Dear Guests of IDOTG:
Today’s offering is a reprint of an article I wrote for FrontLine magazine. It appeared in FrontLine’s March/April 2010 edition.
The Manhattan Declaration:
Is This Another Step Toward the Supra-Religion?
Predecessors of the Manhattan Declaration include the following.
*The Moral Majority, founded by Jerry Falwell in 1979. Falwell insisted the leadership include Catholics and Jews.
*Promise Keepers, founded in 1990 by Bill McCartney. Promise #6 raised the greatest concern, “A Promise Keeper is committed to reaching beyond any racial and denominational barriers to demonstrate the power of biblical unity.”
*Evangelicals & Catholics Together (ECT) I & II (1994, 1997), both documents authored by Charles Colson and Fr. Richard John Neuhaus. Commenting on ECT, Timothy George wrote, “There is enough commonality that evangelicals and Catholics with a living faith can recognize one another as brothers and sisters in Jesus Christ with a common Lord and common grace that brought them together.”2 The ecumenism that George defines is given momentum and legitimacy when so-called conservative evangelicals affix their names to movements such as ECT and its first cousin, the Manhattan Declaration.
The intent of “conservative” evangelical signatories to the MD may not have been to “concede doctrinal ground,” but the result is tacit recognition of Roman Catholicism as an authentic form of Bible Christianity. Consequently, critical lines of distinction over the Gospel have been blurred. The Gospel has been compromised!
In the past true evangelicals were always great defenders of the Gospel, never selling out to error, no matter what the gains.

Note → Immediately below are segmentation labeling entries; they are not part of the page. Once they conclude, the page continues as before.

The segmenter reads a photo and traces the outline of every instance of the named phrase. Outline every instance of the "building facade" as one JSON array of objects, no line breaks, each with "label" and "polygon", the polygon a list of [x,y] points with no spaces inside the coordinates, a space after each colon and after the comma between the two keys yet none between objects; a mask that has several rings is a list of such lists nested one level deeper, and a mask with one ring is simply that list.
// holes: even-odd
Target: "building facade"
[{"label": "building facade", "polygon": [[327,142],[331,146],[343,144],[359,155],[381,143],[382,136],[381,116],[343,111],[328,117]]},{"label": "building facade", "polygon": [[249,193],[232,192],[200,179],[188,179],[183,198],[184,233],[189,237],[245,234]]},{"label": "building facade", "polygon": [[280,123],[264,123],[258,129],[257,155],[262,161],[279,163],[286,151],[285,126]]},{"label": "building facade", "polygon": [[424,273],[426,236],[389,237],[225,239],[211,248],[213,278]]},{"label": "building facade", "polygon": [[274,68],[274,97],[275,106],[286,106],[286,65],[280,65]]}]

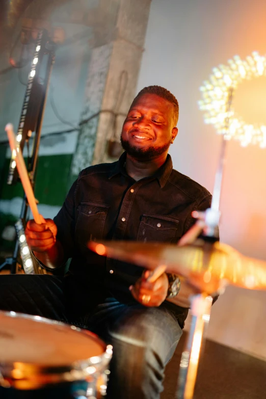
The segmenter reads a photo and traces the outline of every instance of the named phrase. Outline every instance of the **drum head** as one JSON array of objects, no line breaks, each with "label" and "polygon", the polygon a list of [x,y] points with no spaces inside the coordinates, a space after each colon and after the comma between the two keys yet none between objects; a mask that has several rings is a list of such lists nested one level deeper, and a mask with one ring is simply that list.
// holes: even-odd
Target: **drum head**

If these stalwarts of the past were to reappear among us today, they would be appalled at the compromises of many evangelical leaders and teachers.”3Christians do not go to bed one night committed to the Biblical principles of separation from unbelievers and apostate denominations and wake up the next morning ready to embrace them. Over time, through small incremental steps, they move to a different position as, “evil communications corrupt good manners” (1 Cor. 15:33). From there it becomes much easier to embrace a full-blown ecumenicism, leading to the coming supra-religion revealed in Revelation 17-18.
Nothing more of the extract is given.